My boss has me looking at designers. The boss likes the look of this designer on this site - www.thegraphicedge.com/designer - I haven't been able to find a designer that looks like that. I doubt they custom wrote it, but perhaps they did. Does anyone recognize it? 

Does anyone know of a list of designers capable of designing shirts? I am compiling a list of designers with some key points like price and options. Any guesses on how many are out there? 

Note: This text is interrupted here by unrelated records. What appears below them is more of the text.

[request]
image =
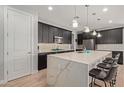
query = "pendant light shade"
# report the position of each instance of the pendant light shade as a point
(75, 22)
(86, 28)
(94, 33)
(99, 35)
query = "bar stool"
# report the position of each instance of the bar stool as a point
(105, 76)
(109, 62)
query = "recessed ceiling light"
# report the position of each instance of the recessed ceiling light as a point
(110, 21)
(105, 9)
(50, 8)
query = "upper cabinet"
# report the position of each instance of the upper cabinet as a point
(111, 36)
(46, 34)
(40, 32)
(67, 37)
(83, 36)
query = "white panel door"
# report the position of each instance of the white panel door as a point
(18, 44)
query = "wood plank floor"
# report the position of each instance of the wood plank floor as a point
(39, 80)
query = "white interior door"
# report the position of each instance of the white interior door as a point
(18, 44)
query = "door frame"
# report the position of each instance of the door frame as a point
(6, 8)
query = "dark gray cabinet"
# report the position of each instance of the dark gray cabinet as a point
(51, 35)
(40, 33)
(67, 37)
(111, 36)
(84, 36)
(42, 61)
(80, 39)
(46, 34)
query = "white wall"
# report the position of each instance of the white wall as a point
(1, 43)
(112, 47)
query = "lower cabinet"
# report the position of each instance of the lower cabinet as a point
(42, 61)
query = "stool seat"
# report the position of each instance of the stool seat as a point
(104, 65)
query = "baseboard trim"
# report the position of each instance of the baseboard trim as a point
(35, 71)
(1, 82)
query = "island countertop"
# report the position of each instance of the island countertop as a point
(82, 57)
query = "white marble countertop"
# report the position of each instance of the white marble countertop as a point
(87, 58)
(55, 51)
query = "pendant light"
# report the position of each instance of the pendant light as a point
(86, 28)
(99, 35)
(94, 33)
(74, 21)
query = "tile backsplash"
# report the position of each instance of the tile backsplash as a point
(47, 47)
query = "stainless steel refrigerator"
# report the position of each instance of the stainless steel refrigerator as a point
(89, 44)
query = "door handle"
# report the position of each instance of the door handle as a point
(29, 52)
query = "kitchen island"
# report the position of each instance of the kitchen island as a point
(72, 69)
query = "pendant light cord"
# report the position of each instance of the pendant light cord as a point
(87, 14)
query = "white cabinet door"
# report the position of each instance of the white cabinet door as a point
(19, 28)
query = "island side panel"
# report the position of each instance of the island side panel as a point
(64, 73)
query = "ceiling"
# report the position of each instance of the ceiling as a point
(62, 15)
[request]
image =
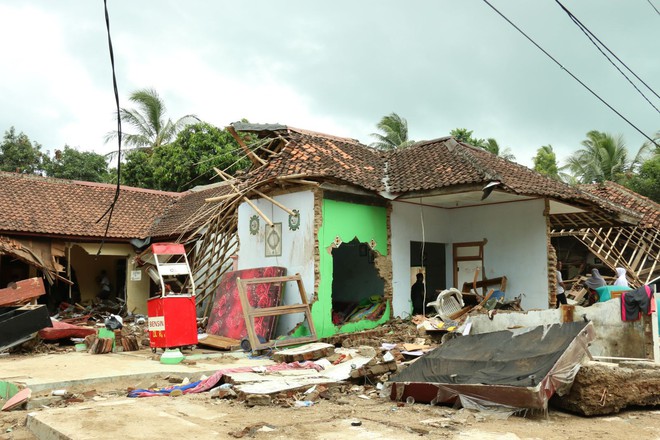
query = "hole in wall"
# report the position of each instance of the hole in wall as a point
(357, 288)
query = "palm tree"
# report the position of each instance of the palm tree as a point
(604, 157)
(492, 146)
(394, 134)
(545, 162)
(148, 120)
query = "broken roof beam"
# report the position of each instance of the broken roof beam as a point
(256, 160)
(226, 177)
(275, 202)
(220, 198)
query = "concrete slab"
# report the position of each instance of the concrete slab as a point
(64, 370)
(160, 418)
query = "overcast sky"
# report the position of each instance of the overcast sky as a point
(334, 67)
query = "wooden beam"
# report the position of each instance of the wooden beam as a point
(219, 198)
(304, 182)
(245, 199)
(256, 160)
(275, 202)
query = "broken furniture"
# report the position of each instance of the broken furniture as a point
(18, 324)
(250, 313)
(448, 303)
(517, 369)
(226, 318)
(22, 292)
(172, 317)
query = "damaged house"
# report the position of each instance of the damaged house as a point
(53, 228)
(636, 248)
(357, 224)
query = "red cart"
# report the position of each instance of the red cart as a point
(172, 315)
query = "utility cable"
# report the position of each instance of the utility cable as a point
(590, 35)
(570, 73)
(111, 208)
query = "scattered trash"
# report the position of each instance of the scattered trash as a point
(303, 403)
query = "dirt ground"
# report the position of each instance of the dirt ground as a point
(348, 412)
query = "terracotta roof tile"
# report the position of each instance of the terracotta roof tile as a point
(615, 193)
(180, 212)
(315, 154)
(44, 205)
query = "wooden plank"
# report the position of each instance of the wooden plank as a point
(270, 279)
(277, 311)
(256, 160)
(249, 312)
(220, 342)
(22, 292)
(308, 352)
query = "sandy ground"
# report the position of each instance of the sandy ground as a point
(107, 413)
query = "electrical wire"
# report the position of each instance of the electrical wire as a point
(590, 35)
(111, 208)
(570, 73)
(421, 218)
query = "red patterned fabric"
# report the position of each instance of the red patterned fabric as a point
(226, 317)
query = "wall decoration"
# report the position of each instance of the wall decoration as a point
(254, 225)
(294, 220)
(274, 240)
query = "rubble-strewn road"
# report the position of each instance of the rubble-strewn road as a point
(109, 416)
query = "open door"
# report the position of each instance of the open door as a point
(467, 259)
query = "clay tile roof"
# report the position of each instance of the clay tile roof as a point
(615, 193)
(445, 162)
(320, 155)
(178, 214)
(43, 205)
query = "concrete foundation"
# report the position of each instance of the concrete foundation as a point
(604, 388)
(614, 337)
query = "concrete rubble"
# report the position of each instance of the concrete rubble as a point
(354, 365)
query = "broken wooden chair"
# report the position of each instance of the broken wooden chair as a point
(448, 303)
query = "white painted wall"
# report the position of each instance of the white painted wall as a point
(516, 234)
(297, 246)
(406, 226)
(517, 245)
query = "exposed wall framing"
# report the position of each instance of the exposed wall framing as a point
(636, 249)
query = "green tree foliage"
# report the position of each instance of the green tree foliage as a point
(490, 144)
(393, 135)
(545, 162)
(190, 159)
(465, 135)
(493, 147)
(77, 165)
(148, 120)
(19, 154)
(186, 162)
(137, 169)
(647, 181)
(603, 157)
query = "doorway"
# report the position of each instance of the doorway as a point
(431, 257)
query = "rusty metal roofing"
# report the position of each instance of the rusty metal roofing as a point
(615, 193)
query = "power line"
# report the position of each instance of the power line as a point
(111, 208)
(589, 35)
(653, 6)
(570, 73)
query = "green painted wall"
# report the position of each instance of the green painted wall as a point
(348, 221)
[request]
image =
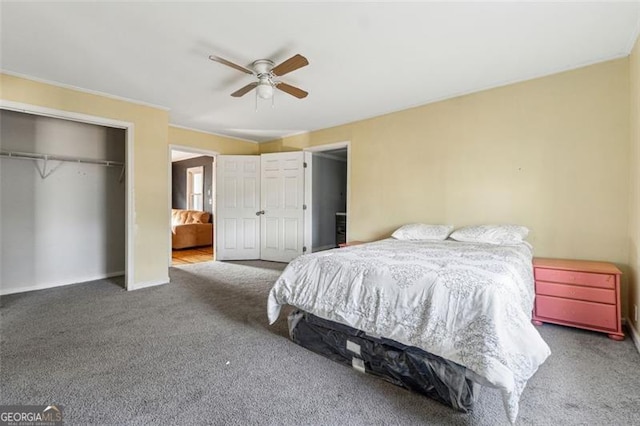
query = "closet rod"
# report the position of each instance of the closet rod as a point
(33, 156)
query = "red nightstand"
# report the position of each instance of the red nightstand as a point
(578, 293)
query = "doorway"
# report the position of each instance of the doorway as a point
(330, 196)
(192, 202)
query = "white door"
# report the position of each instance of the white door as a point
(282, 206)
(237, 202)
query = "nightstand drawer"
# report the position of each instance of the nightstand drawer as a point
(577, 312)
(575, 277)
(600, 295)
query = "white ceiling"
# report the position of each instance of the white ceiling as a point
(183, 155)
(366, 59)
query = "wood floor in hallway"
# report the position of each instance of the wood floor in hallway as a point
(192, 255)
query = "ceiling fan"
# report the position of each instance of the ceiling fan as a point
(267, 75)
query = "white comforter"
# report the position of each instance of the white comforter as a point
(467, 302)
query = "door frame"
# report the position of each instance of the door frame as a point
(129, 168)
(207, 152)
(331, 147)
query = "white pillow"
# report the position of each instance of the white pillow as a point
(492, 234)
(421, 231)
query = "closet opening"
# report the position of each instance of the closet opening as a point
(192, 202)
(63, 200)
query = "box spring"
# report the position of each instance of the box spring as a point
(405, 366)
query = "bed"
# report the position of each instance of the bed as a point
(465, 302)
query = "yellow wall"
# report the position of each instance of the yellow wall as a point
(550, 153)
(634, 211)
(152, 135)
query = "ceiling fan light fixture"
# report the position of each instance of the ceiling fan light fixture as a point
(265, 90)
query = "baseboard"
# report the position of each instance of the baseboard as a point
(145, 284)
(635, 336)
(322, 248)
(43, 286)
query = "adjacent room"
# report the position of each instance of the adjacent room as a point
(320, 213)
(192, 207)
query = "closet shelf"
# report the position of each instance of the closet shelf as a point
(33, 156)
(60, 158)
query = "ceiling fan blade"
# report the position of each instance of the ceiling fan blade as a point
(291, 64)
(246, 89)
(292, 90)
(230, 64)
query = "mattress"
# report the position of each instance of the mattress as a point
(469, 303)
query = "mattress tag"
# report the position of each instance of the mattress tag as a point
(353, 347)
(358, 364)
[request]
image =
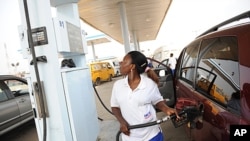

I am guessing this list is just a small fraction of possibilities: 
inksoft
tshirt-ecommerce
productsdesigner inkybay
deconetwork
openTshirts
shirttools
Design’N’Buy
inky robo
iscripts printlogic
InkXe
Design Software Ninja
No-Refresh
Shopify Plugin
realtimedesigner


----------



## SunEmbroidery (Oct 18, 2007)

Have you contacted Global Research?


----------



## Randee (Dec 6, 2016)

SunEmbroidery said:


> Have you contacted Global Research?


No, I haven't, but I just did.


----------



## nicefile (Nov 3, 2014)

I think company self-development this tool. I not sure why you want use this tool but I think this tool need powerful server to works (designer using PHP) and designer not support mobile.


----------



## sinGN (Oct 12, 2016)

contact inksoft once.


----------



## brushyourideas (Oct 18, 2016)

I think, it has their own custom designer that designed mock up as per their tool features.


----------